Especialistas veem subnotificação de violência contra crianças
Foto: Pablo Jacob / Agência O Globo
As denúncias de violência contra crianças e adolescentes caíram 12% em 2020, em comparação com o ano passado. De acordo com dados do Ministério da Mulher, Família e Direitos Humanos (MDH), foram registrados 26.416 casos entre março e junho, meses de maior incidência do coronavírus no Brasil. Em 2019, os quatro meses somaram 29.965 registros. Para especialistas, a queda significa subnotificação, uma vez que o isolamento social dificulta o processo de denúncia.
O número registrado neste ano é o menor da série histórica dos últimos nove anos, exceto em 2018, quando o Disque 100 recebeu 24.188 no mesmo período. O ano de 2013 foi o que teve mais casos de violência do tipo, com 47.448 registros nos meses de março, abril, maio e junho. O Ministério ainda não contabilizou os dados referentes a julho e agosto deste ano.
Em 2019, último dado disponível por estado pelo MDH, São Paulo liderou os registros: 20.355 casos. Em segundo lugar, ficou Minas Gerais, com 10.611 casos. Em terceiro, o Rio de Janeiro, com 9.028 casos. O estado com o menor número de denúncias no ano passado foi Roraima, com 202 casos.
Para Ariel de Castro Alves, especialista em Direito da Infância e da Juventude, e membro do Conselho Estadual de Defesa dos Direitos da Pessoa Humana de São Paulo (Condepe), o dado registrado deveria ser maior por causa do confinamento causado pela pandemia de Covid-19.
— Já é um dado subnotificado, agora com a pandemia é mais ainda. É difícil quebrar a barreira da violência doméstica, principalmente quando envolve criança e adolescente. Muitas vezes eles não conseguem dizer o que está acontecendo, e ficam totalmente reféns e subordinados ao agressor.
Nesse sentido, explica o especialista, as escolas tornam-se grandes aliadas na hora de denunciar, o que foi dificultado diante da pandemia:
— Muitas vezes, as denúncias vêm dos educadores. São eles que notam a mudança de comportamento, a indisciplina, o medo de adultos, o baixo rendimento, e até mesmo as lesões corporais. A escola tem um papel muito importante — alerta Alves.
A ausência do contato nas escolas também é vista como um impulsionador da subnotificação por Conselhos Tutelares. Segundo Daniel Moura, conselheiro em Jardim Bonifácio, Zona Leste de São Paulo, a escola é o local que mais identifica os casos de violência contra criança e adolescente.

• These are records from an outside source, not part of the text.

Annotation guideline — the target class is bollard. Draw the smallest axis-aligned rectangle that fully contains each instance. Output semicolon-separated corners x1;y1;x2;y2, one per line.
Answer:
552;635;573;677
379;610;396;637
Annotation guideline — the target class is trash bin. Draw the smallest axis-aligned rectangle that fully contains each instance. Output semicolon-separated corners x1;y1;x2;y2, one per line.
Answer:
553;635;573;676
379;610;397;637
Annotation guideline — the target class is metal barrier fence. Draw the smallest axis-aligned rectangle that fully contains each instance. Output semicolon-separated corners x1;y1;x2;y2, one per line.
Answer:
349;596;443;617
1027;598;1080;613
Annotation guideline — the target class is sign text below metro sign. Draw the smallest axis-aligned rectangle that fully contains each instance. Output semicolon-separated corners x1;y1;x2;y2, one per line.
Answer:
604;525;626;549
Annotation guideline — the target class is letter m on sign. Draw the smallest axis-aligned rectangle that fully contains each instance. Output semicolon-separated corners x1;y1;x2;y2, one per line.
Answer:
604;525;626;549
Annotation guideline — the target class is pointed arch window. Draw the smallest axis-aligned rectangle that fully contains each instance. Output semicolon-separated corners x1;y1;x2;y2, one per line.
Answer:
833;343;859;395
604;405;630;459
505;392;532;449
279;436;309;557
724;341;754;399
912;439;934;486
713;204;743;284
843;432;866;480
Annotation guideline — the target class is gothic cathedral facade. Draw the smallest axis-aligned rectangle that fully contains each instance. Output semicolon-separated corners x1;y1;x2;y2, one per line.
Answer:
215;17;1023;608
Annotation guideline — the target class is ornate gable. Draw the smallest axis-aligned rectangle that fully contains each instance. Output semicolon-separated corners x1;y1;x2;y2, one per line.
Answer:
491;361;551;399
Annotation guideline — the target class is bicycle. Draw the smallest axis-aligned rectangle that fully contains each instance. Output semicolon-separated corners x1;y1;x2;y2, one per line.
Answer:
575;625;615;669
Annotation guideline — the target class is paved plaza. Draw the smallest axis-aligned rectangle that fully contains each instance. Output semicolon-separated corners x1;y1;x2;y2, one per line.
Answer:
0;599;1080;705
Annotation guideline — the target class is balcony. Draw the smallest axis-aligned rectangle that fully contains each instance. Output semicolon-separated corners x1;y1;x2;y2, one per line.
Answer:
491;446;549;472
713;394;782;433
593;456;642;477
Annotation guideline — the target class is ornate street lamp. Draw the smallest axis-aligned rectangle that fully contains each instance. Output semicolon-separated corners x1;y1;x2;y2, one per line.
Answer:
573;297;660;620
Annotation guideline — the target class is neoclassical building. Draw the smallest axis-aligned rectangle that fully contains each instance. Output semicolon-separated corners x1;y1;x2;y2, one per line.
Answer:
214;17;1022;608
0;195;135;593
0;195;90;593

—A criança fala para o amigo, para a professora, mas o problema é que ela não está frequentando esse local. Pior, o violador está dentro de casa. É enorme a possibilidade de a criança estar sofrendo violência sem saber como lidar, ou como pedir ajuda.
Apesar da queda nos registros, diz Moura, a busca por resolução de conflitos familiares cresceu durante a pandemia, porque as pessoas passaram a ficar mais tempo juntas dentro de casa. O fato, explica, traz certa confusão em relação ao teor das denúncias.
— Muita coisa veio parar no Conselho Tutelar como se fosse violência, mas é conflito familiar. A cada dez casos que atendemos de violência, três ou quatro são conflitos, principalmente com adolescentes. Imagina um ringue, pois ninguém pode sair de casa. Antes o adolescente brigava e saía batendo a porta. Nesses meses, ninguém pode sair, colaborando para os desgastes.
De acordo com o Ministério dos Direitos Humanos, os registros de violência contra crianças e adolescentes têm andado na contramão das demais denúncias do Disque 100 durante a pandemia. Houve aumento de 37% nos registros de violência contra a mulher e de 47% contra demais grupos vulneráveis.
Diante do cenário, a pasta disse que pretende lançar um aplicativo – chamado “Direitos Humanos Kids e Teens” – para facilitar as denúncias de violações e direitos em relação às crianças. A ideia, segundo o ministério, é que o app seja uma ferramenta lúdica e interativa. A data de lançamento não foi informada.